Yazınca da elbette herkes mevzunun üstüne atlamış.
Şaka gibi, ama değil. Hakan Ural beyefendiden, Show TV haberleri
döneminde hatırladığım Ömür Varol’a kadar sataşmayan, saldırmayan
kalmadı.
Fatih Altaylı bile, “Ahmet Hakan benden çabuk davranmış” deyip
döktürdü:
“Televizyonlara çıkıp Türkiye’nin kimi dini, kimi folklorik
birtakım geleneklerine karşı çıkmayı, modernlik, laiklik,
ilericilik zannedip bunları eleştirmek, hatta aşağılamak kadar
Türkiye’deki muhafazakâr iktidarların ekmeğine yağ süren başka bir
şey yok. Birileri çıkıyor ve “Cumaya illet oluyorum” olarak
algılanabilecek bir cümleyi televizyonda sarf ediyor. Başkalarından
kendi hayat tarzlarına haklı olarak saygı bekleyenlerin,
başkalarının hayat tarzına saygı göstermesi beklenir. Küfretmesi
değil.”
İyi misiniz beyler! Aklınız başınızda mı!
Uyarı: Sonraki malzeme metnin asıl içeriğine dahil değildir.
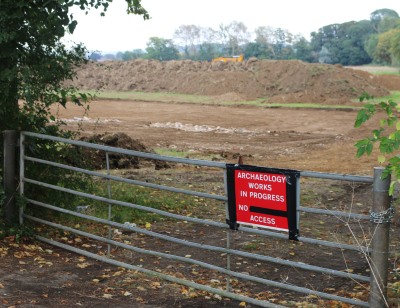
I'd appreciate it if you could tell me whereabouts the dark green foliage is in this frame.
[354,94,400,194]
[0,0,149,226]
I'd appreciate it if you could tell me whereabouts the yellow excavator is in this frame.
[212,55,244,62]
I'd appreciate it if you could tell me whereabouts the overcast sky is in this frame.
[65,0,400,53]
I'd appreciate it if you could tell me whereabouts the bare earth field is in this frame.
[0,61,400,307]
[59,100,382,175]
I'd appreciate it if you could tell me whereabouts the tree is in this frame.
[370,9,399,32]
[174,25,201,59]
[88,52,101,62]
[0,0,149,225]
[146,37,179,61]
[311,20,374,65]
[354,94,400,195]
[293,37,317,63]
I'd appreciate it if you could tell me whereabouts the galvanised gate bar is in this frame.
[10,132,391,307]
Aşağılayan kim? Küfreden kim?
Hadi TV8’den Beyaz TV’ye, elbette havuz medyasına saldırmaya
doymayanların kapasiteleri ortada..
Peki size ne demeli!
Siz ki beni yakından tanırsınız. Ben ekranda ne zaman “ay şekerim”
diye kıvırta kıvırta konuştum? Hangi konuda insanları aşağıladım?
Hele hele.. Ne zaman kime küfrettim?
•••
Ekranda ne söylediğimi.. Ne kastettiğimi.. Neye vurgu yaptığımı
tane tane anlatayım..
Hâlâ anlamayanlar.. Anlamaya niyeti olmayanlar varsa.. Benden günah
gider!!
Dedim ki;
• Zamanın ruhu medyayı nasıl da etkiledi.. Örneğin (tekrar edeyim
ÖRNEĞİN) kadın programı yapan kimi sunucular, daha yakın zaman
öncesinde hiç tanık olmadığım biçimde “hayırlı cumalar” demeye
başladı. Bu konuda adeta yarışa girdi.
• Kaldı ki “bana göre” cuma günü (namazı değil GÜNÜ) kutsal
değildir. Ama öyle sanıyorlar, öyle konuşuyorlar..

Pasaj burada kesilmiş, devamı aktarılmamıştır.